Biographie :

fairbairnLors de sa première saison de compétition en skeleton, John Fairbairn a eu la chance d’apprendre avec l’un des meilleurs de la discipline. Peu après ses débuts, en novembre 2006, Fairbairn a fait son entrée sur le circuit de la Coupe nord-américaine sous la tutelle du nouveau champion olympique, Duff Gibson. Des progrès réguliers lui ont permis d’accéder à la Coupe d’Europe et à la Coupe intercontinentale avant de faire son entrée en Coupe du monde en novembre 2010.

Avant de faire ses débuts en Coupe du monde, John a eu la chance d’avoir un avant-goût des Jeux olympiques. Lors des Jeux de 2010 à Vancouver, il a été ouvreur de piste et il voit son expérience comme une répétition générale. Vancouver lui aura permis d’apprendre comment se préparer en vue des Jeux olympiques et y performer.

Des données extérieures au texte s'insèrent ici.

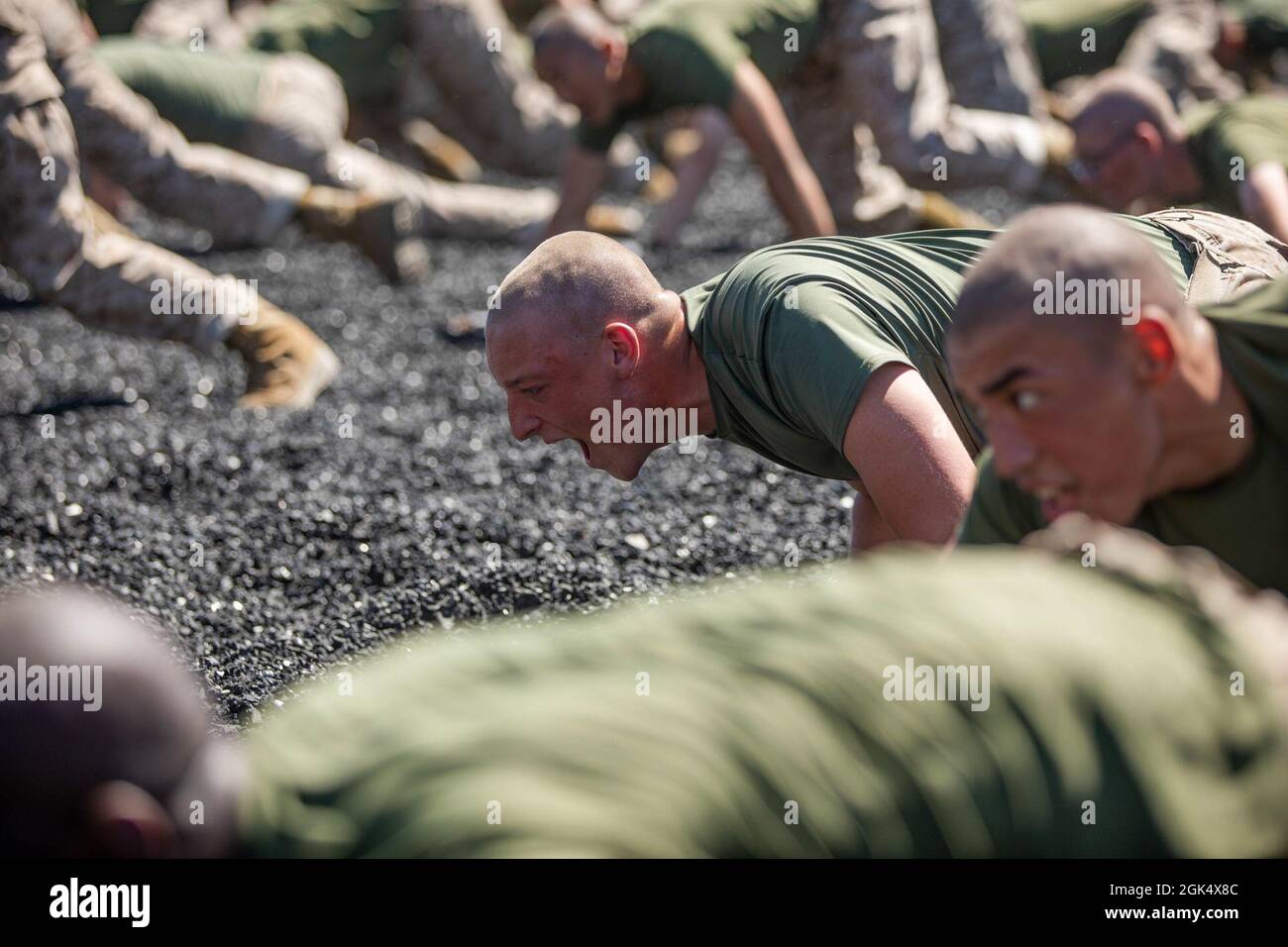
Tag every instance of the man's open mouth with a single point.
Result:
(1055, 501)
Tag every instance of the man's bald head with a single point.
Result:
(1065, 245)
(1119, 99)
(579, 29)
(571, 286)
(54, 754)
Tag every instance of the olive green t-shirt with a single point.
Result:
(1265, 22)
(764, 723)
(1229, 141)
(209, 95)
(1243, 518)
(791, 335)
(362, 40)
(688, 51)
(1057, 34)
(114, 17)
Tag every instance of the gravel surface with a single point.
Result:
(399, 505)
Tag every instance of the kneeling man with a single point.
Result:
(1171, 420)
(823, 355)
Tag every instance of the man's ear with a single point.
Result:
(124, 821)
(1154, 347)
(625, 348)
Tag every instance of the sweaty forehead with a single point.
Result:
(514, 350)
(1042, 344)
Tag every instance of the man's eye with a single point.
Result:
(1026, 401)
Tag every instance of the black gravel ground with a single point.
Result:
(275, 547)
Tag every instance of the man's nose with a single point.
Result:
(1013, 451)
(522, 424)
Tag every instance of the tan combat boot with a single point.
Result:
(286, 364)
(382, 228)
(445, 158)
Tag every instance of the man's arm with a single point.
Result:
(759, 118)
(583, 179)
(914, 470)
(1263, 197)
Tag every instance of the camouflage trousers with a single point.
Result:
(1232, 257)
(915, 94)
(239, 200)
(473, 80)
(1173, 46)
(104, 279)
(300, 124)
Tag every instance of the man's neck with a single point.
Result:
(1207, 432)
(687, 372)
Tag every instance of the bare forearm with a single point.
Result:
(868, 528)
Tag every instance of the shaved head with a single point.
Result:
(571, 286)
(1119, 99)
(1078, 243)
(583, 326)
(1074, 346)
(566, 30)
(54, 753)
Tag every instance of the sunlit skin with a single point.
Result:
(596, 82)
(1098, 428)
(552, 389)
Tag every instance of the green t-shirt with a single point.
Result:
(114, 17)
(362, 40)
(1252, 129)
(1243, 518)
(1265, 21)
(791, 335)
(688, 51)
(209, 97)
(756, 723)
(1057, 34)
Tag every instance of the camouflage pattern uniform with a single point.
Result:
(174, 21)
(919, 81)
(300, 124)
(473, 81)
(1173, 46)
(239, 200)
(104, 279)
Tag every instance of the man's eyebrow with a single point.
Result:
(1013, 375)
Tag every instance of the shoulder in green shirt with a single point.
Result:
(209, 95)
(1061, 43)
(793, 334)
(541, 742)
(1229, 141)
(362, 40)
(688, 51)
(1241, 519)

Il a participé aux Championnats du monde à trois reprises, et il a obtenu son meilleur résultat en 2012 en terminant au 10e rang. Il a terminé la saison 2012-2013 au 9e rang au Centre des sports de glisse Sanki. Il s’agit du meilleur résultat d’un athlète masculin canadien de la Coupe du monde qui servait aussi d’épreuve test en vue des Jeux olympiques.

FAITS SAILLANTS EN CARRIÈRE

Médaillée de bronze au Couple du monde (12 janvier 2014, St. Moritz)

À PROPOS DE L’ATHLÈTE

Introduction au sport : John a commencé à faire du skeleton à l’âge de 22 ans. Il faisait auparavant de l’athlétisme à l’Université de Calgary. Lorsqu’il a obtenu son diplôme, il voulait essayer un sport compétitif. Il s’est mis au skeleton à l’automne 2006 parce que le sport lui permettait de mettre à profit ses habiletés en athlétisme… Autres intérêts : Il aime lire des livres « sérieux » sur l’astrophysique. Il travaille comme ingénieur en mécanique dans l’industrie du pétrole et du gaz. Il a obtenu un diplôme en génie mécanique de l’Université de Calgary en juin 2006… De tout et de rien : Son rêve olympique est né quand il a vu Donovan Bailey triompher au 100 m aux Jeux de 1996 à Atlanta. Le kayakiste olympique Adam van Koeverden l’inspire puisque comme lui, il n’avait pas de succès dans les sports traditionnels quand il était jeune, et il a dû trouver le sport qui lui convenait. Son porte-bonheur est une médaille de l’archange Raphaël qu’on dit être l’ange des voyageurs, de la vitesse et de la sécurité. La veille d’une compétition, il aime regarder des épisodes de How I Met Your Mother en préparant sa luge. Son mantra est : si ce n’était pas difficile, tout le monde le ferait.